We observe a damped Rabi oscillation in the PC. The reason for the damping of the Rabi oscillations has been studied by several groups [18–20]. In our case, the number of oscillations is still limited by the maximum power of the output pulse. However, in principle, we can easily increase the excitation power by splitting the pulses and using more fiber amplifiers to operate more quantum gates because our single QD photodiode is operated at a telecommunication wavelength.

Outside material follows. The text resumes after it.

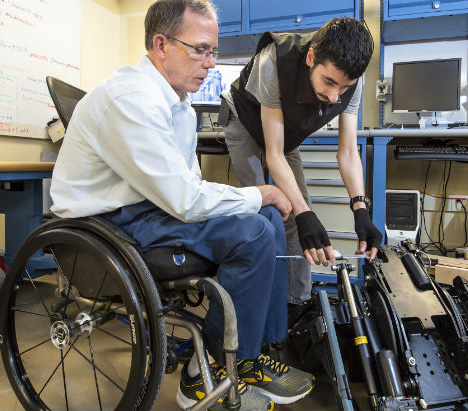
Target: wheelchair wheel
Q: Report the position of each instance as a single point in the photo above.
(89, 335)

In conclusion, we have successfully observed exciton Rabi oscillations with picosecond pulses at 1.3 µm, and have shown that the fiber system including a fiber amplifier is very useful for driving the coherent system for quantum gate operations. This suggests that we can operate the optical quantum gate many times without limiting the input laser pulse power. The advantage, high flexibility and stability of the fiber system make the telecom-band exciton qubit a promising candidate for implementations of future quantum information devices and high performance quantum networks.
This study was supported in part by Special Coordination Funds for Promoting Science and Technology.